Question

A projectile initially has the same horizontal velocity as it would acquire if it had moved from rest with uniform acceleration of $3m{s^{ - 2}}$ for $0.5\min$ .If the maximum height reached by it is $80m$ , then the angle of projection is ( $g = 10m{s^{ - 2}}$ )
(A) ${\tan ^{ - 1}}3$
(B) ${\tan ^{ - 1}}(\dfrac{3}{2})$
(C) ${\tan ^{ - 1}}(\dfrac{4}{9})$
(D) ${\sin ^{ - 1}}(\dfrac{4}{9})$

Answer 1

Hint : Find the horizontal velocity of the particle using Equations for 1D motion and use the equation for maximum height reached by a projectile to find the angle of projection. The maximum height of a projectile is given by, $H = \dfrac{{{u^2}{{\sin }^2}\theta }}{{2g}}$ .where is the $u$ initial velocity $\theta$ is the angle of projection, $g$ is the gravitational acceleration and $u\sin \theta$ is the initial velocity along the vertical.

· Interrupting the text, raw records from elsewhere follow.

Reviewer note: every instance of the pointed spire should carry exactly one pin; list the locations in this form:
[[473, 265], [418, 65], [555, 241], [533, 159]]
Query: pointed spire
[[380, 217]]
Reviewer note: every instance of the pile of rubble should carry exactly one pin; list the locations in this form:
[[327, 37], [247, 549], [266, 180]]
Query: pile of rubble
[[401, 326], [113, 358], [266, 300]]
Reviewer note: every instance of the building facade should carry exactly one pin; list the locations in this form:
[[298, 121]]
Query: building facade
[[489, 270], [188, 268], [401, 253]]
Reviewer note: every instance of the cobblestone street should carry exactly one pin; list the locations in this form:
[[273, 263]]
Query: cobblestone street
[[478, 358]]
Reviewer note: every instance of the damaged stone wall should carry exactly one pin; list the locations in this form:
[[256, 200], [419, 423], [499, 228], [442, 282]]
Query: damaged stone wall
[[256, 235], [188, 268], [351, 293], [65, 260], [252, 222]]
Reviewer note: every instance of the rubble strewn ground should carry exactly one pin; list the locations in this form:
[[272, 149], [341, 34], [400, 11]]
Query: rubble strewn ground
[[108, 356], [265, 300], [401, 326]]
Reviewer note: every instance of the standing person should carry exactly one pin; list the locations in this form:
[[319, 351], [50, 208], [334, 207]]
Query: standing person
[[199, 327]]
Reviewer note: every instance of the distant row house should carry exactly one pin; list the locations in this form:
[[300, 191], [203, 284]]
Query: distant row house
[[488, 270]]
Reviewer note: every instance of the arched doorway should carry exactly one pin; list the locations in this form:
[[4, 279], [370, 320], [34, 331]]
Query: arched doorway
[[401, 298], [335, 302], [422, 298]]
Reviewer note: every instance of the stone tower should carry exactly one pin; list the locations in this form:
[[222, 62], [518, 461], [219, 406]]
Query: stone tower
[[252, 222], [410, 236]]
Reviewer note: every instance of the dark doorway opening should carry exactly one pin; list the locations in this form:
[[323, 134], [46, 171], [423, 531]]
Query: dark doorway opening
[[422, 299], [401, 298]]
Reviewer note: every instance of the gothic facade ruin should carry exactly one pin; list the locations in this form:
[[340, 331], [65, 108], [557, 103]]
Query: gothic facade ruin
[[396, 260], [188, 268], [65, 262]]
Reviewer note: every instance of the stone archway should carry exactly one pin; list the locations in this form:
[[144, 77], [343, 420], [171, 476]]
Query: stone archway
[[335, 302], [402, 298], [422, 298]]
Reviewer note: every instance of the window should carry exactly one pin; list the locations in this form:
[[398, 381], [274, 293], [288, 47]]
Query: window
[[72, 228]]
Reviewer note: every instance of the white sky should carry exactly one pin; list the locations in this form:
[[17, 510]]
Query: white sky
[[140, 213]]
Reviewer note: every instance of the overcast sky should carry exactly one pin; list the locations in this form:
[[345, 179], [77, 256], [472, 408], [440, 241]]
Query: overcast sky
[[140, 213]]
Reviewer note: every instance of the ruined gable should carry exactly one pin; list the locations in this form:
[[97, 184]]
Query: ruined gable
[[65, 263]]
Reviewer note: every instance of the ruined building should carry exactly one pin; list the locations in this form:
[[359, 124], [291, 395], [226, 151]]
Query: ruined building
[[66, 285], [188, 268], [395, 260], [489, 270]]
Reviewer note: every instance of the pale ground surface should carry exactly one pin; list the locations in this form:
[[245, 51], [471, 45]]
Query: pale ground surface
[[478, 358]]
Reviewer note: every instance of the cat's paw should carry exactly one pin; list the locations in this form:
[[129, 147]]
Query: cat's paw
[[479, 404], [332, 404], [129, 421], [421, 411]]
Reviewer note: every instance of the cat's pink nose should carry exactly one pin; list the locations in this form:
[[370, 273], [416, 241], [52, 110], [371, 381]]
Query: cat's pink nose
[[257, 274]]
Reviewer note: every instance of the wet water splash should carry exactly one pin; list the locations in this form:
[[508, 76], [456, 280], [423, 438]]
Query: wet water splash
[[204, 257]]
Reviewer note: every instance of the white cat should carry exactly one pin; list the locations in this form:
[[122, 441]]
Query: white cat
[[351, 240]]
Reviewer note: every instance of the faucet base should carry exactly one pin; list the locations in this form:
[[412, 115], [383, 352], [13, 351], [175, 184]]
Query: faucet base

Complete Step By Step Answer:
We know that the maximum height of a projectile is given by, $H = \dfrac{{{u^2}{{\sin }^2}\theta }}{{2g}}$ where is the $u$ initial velocity $\theta$ is the angle of projection, $g$ is the gravitational acceleration and $u\sin \theta$ is the initial velocity along the vertical. Here , we have given, the maximum height reached by the projectile is, $H = 80m$ . And gravitational acceleration on the body is, $g = 10m{s^{ - 2}}$ .
putting the values in the equation we get, $80 = \dfrac{{{u^2}{{\sin }^2}\theta }}{{2 \times 10}}$
Or, ${u^2}{\sin ^2}\theta = 1600$
Or, $u\sin \theta = 40m{s^{ - 1}}$
Now, we have to find the horizontal component of the velocity to find the angle of the projection.
Here, we have given , the projectile would have the same velocity if it was accelerated at a rate of for $0.5\min = 30\sec$ .Therefore, using equation of rectilinear motion $v = u + at$ we get,
here, $u = 0$ , $v = u\cos \theta$ , $a = 3$ and $t = 30$ . Putting these values we get,
$u\cos \theta = 3 \times 30 = 90m{s^{ - 1}}$
Therefore, the ratio of these to velocity components is,
$\dfrac{{u\sin \theta }}{{u\cos \theta }} = \dfrac{{40}}{{90}}$
Hence, $\tan \theta = \dfrac{4}{9}$
Therefore, angle of projection is, $\theta = {\tan ^{ - 1}}\left( {\dfrac{4}{9}} \right)$
Hence, option (C ) is correct.

Note :
$\bullet$ The total time taken by a body moving in a straight line with same velocity as the horizontal velocity of a projectile is the same also the displacement of the body is equal to the range of the projectile. $\bullet$ For a projectile released from a height $H$ , the maximum height reached by the projectile with respect to height is the same for as the projectile launched from the ground with the same angle of projection the time of flight is differ due to the extra fall from height $H$ .